The input to the system is a single handwritten Arabic text-line image. The output is the corresponding digital Arabic text transcription.

الذكاء الاصطناعي يغير العالم

TrOCR Architecture

TrOCR is an encoder-decoder Transformer OCR model. The encoder processes the image and extracts visual features, while the decoder generates the output text token by token.

1. Image Preprocessing Input handwritten images are resized and normalized before training.
2. Vision Encoder The image is divided into patches and processed using a Vision Transformer encoder.
3. Cross Attention The decoder attends to visual features extracted by the encoder while generating text.
4. Text Decoder The decoder generates Arabic text autoregressively, one token at a time.

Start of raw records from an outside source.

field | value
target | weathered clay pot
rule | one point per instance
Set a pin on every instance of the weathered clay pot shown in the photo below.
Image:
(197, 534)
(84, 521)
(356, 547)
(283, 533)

Arabic Decoder Modification

Since the original TrOCR decoder is mainly designed for English language modeling, we modified the decoder to better support Arabic text generation by initializing it with bert-base-arabic.

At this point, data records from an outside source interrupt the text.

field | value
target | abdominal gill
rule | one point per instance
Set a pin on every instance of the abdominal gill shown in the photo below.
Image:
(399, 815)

This modification helps the model better understand Arabic vocabulary, linguistic structure, and contextual relationships during autoregressive text generation. The goal of this change is to improve recognition quality for Arabic handwritten text and reduce character-level prediction errors.

Implementation

We used Python, PyTorch, and the Hugging Face Transformers library. Existing TrOCR model weights were used as initialization, while preprocessing, fine-tuning, evaluation, and metric computation were implemented for this project.

Challenges

Experiments and Results

Dataset

We use KHATT v1.0, an Arabic offline handwritten text-line dataset containing samples from many writers.

Evaluation Metrics

Metric Description Direction
CER Character-level edit distance Lower is better
WER Word-level edit distance Lower is better
BLEU Sequence similarity metric Higher is better

Quantitative Results

Baseline CER
18.45%
Cross-attention Arabic HTR baseline
Our CER
8.10%
Fine-tuned TrOCR
Our WER
12.50%
Fine-tuned TrOCR
The fine-tuned TrOCR model reduced CER from 18.45% to 8.10%, corresponding to approximately a 56% relative reduction in character error rate.
Model Dataset CER ↓ WER ↓
Cross-Attention Arabic HTR Baseline KHATT 18.45%
Fine-tuned TrOCR + Arabic Decoder KHATT v1.0 8.10% 12.50%

Training and Evaluation Curves

Training Loss
Figure 2: Training loss curve.
Evaluation Loss
Figure 3: Evaluation loss curve.

Qualitative Results

The following examples demonstrate predictions generated by the fine-tuned TrOCR model on handwritten Arabic text-line images.

Model Outputs
Figure 4: Example predictions produced by the fine-tuned TrOCR model.
Common OCR failure cases include confusing visually similar Arabic letters, missing dots, connected words, and noisy handwriting.

Conclusion and Future Work

This project demonstrates that fine-tuning TrOCR is highly effective for Arabic handwritten text-line recognition. The model achieved a CER of 8.10% and significantly outperformed the selected cross-attention Arabic handwritten recognition baseline.

Future work includes testing larger TrOCR variants, exploring stronger augmentation strategies, evaluating more Arabic handwriting datasets, and improving Arabic-specific language modeling.

References

  1. Minghao Li et al., TrOCR: Transformer-based Optical Character Recognition with Pre-trained Models, 2022.
  2. Saleh Momeni and Bagher BabaAli, A Transformer-based Approach for Arabic Offline Handwritten Text Recognition, 2023.
  3. KHATT v1.0 Dataset.
  4. Hugging Face Transformers Library.
  5. PyTorch Deep Learning Framework.